Silver Star Glacier, via Silver Star Creek This route attains the glacier at or near its toe and climbs directly up to the col between the peaks with numerous variations possible. Easy snow on the glacier and Class 3-4 rock from the col to the summit.
NE Spur & E Ridge Grade III, 5.8, six hours from the glacier. Starts at the eastern end of Silver Star Glacier.
SE Face & E Ridge Grade II Class 4 and possibly easy Class 5. Approached from Cedar Creek.
Southwest Buttress Class 4 with weathered and loose rock.
West Buttress Grade III 5.8 A1
Northeast Ridge Grade III 5.9
Gato Negro Grade IV 5.10D
Silver Star Glacier From the col between the peaks a snow finger is climbed on the northeast face to the summit block which is Class 4. The summit block can also be reached via gullies on the south side of the West Peak.
No permits are required to climb Silver Star.
No parking pass is presently required to park at either major access point. (Silver Star Creek, or the shoulder / overlook on the highway)
The Okanogan National Forest web site has current information regarding obtaining a NW Forest Pass, road and trail conditions, closures, campgrounds, etc.:
Okanogan National Forest
The main climbing season is April into the fall depending on the amount of snow and the status of the road.
For those camping in the area prior to an approach or one day climb, there are official USFS fee campgrounds on both sides of Washington Pass.

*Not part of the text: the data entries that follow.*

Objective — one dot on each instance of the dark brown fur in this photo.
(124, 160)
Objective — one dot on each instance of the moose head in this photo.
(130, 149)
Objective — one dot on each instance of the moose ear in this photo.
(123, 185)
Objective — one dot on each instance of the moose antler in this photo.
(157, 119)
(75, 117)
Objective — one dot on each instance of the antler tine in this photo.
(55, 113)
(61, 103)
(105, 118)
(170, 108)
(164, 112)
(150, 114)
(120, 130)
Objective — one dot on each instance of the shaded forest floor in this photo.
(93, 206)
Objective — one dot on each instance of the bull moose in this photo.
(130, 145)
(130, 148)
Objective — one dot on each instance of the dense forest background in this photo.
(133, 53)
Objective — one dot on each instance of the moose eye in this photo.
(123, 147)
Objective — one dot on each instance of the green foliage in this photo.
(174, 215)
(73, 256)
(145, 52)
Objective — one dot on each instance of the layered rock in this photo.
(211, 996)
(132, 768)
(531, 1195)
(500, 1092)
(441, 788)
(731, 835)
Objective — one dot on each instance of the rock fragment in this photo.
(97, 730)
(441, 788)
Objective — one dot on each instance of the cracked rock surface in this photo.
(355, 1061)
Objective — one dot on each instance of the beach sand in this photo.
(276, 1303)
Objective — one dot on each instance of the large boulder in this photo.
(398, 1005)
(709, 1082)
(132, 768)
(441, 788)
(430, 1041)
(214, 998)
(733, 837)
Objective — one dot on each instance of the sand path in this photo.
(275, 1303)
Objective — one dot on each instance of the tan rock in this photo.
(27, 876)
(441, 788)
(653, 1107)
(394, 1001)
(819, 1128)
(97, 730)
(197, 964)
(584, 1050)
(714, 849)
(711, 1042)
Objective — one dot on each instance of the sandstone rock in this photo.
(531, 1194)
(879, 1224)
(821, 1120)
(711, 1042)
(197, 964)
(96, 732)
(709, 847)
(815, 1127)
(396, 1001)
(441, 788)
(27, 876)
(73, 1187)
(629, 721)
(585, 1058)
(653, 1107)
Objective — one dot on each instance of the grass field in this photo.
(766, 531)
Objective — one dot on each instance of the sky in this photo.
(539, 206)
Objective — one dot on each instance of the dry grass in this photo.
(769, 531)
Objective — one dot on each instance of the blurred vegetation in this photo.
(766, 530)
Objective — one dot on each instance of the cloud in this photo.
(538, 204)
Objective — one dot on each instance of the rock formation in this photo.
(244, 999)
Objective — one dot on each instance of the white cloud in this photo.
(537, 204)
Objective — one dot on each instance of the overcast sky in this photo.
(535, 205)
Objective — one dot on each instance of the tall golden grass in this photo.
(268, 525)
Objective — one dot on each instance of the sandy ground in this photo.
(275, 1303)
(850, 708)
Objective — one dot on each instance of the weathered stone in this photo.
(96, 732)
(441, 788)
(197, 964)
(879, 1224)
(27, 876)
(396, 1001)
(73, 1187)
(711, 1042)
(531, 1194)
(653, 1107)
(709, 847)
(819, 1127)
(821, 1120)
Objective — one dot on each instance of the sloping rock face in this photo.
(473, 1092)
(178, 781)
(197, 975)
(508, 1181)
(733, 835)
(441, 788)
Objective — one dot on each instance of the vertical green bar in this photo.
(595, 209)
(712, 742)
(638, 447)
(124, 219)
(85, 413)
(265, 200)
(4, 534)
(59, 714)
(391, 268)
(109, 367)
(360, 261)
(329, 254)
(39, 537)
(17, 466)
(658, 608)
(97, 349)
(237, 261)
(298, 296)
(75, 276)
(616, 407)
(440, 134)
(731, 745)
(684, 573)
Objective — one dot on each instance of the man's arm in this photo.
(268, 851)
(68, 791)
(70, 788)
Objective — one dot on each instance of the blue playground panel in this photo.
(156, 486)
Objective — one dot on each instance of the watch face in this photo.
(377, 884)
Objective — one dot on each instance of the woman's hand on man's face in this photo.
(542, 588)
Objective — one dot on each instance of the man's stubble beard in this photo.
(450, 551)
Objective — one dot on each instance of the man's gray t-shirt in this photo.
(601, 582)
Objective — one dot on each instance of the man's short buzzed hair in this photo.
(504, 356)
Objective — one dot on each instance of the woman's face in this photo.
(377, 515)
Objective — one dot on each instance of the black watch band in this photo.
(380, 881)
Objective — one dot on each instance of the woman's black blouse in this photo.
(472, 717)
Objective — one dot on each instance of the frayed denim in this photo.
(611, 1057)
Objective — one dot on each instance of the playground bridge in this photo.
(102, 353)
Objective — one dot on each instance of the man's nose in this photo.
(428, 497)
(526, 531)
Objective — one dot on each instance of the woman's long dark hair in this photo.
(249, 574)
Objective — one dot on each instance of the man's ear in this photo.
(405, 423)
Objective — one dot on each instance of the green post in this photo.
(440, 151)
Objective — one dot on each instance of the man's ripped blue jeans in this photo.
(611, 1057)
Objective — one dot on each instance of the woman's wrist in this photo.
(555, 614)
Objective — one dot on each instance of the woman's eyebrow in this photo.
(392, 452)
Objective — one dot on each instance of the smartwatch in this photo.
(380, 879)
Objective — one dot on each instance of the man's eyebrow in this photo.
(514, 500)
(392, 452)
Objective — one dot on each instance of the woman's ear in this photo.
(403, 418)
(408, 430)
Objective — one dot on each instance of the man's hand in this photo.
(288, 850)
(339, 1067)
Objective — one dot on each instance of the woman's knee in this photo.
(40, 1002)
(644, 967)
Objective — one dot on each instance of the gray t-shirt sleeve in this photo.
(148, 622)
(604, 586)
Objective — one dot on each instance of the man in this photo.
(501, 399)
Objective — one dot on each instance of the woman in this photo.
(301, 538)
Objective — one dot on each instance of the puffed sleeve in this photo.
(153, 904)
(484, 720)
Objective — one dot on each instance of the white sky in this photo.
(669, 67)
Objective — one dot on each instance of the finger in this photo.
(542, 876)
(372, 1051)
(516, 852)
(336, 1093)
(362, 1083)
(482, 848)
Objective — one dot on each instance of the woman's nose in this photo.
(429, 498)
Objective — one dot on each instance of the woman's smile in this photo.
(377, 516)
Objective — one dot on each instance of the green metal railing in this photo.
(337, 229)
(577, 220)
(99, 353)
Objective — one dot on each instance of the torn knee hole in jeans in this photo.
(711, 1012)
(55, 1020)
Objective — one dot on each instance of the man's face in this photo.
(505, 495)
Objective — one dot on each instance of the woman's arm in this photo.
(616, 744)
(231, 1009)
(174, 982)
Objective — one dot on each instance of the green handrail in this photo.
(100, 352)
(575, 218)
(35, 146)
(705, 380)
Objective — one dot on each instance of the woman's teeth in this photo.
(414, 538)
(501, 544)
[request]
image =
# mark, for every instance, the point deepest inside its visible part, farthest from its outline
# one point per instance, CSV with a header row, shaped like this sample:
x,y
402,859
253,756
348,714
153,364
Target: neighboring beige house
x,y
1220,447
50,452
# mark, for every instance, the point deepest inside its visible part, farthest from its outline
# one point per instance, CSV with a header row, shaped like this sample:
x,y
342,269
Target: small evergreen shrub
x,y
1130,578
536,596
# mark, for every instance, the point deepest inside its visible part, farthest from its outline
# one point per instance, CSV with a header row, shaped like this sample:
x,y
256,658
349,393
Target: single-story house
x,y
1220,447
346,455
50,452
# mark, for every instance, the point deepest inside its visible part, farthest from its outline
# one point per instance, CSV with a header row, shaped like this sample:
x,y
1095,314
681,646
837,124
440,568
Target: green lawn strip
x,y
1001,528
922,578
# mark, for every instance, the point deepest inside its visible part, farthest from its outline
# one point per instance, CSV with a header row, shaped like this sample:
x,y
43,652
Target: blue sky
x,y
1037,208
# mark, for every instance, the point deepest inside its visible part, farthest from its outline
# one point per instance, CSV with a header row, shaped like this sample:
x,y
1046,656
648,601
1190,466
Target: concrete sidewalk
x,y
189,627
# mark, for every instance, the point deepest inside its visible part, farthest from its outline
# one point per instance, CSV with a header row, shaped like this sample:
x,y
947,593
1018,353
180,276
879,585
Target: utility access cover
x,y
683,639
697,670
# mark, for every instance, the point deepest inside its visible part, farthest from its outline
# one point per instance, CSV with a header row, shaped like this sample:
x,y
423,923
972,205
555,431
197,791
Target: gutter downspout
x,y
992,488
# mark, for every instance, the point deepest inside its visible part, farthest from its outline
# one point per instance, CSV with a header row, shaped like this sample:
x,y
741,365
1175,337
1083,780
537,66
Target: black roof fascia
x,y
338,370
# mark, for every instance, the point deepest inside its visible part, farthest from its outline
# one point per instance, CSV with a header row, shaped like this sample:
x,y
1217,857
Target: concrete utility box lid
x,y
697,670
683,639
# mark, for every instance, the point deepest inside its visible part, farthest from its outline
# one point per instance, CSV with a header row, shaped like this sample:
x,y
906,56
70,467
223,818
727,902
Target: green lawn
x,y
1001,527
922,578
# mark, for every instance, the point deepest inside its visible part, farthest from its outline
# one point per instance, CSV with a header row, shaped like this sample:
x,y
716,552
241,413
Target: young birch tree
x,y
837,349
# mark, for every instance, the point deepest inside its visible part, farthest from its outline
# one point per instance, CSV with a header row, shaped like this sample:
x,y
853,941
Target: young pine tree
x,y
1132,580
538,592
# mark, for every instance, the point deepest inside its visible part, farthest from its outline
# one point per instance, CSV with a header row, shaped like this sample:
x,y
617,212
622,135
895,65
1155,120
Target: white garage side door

The nearest is Lone Fir to the east with Klipchuck and Early Winters a bit further east, but at lower elevations and thus open earlier in the season.
Some folks "bivouac" at the Blue Lake Trailhead or even at the hairpin curve or any number other unofficial spots.
For those wishing to pack in and camp near the peak, there are sites at Burgundy Col and in the upper basin of Silver Star Creek.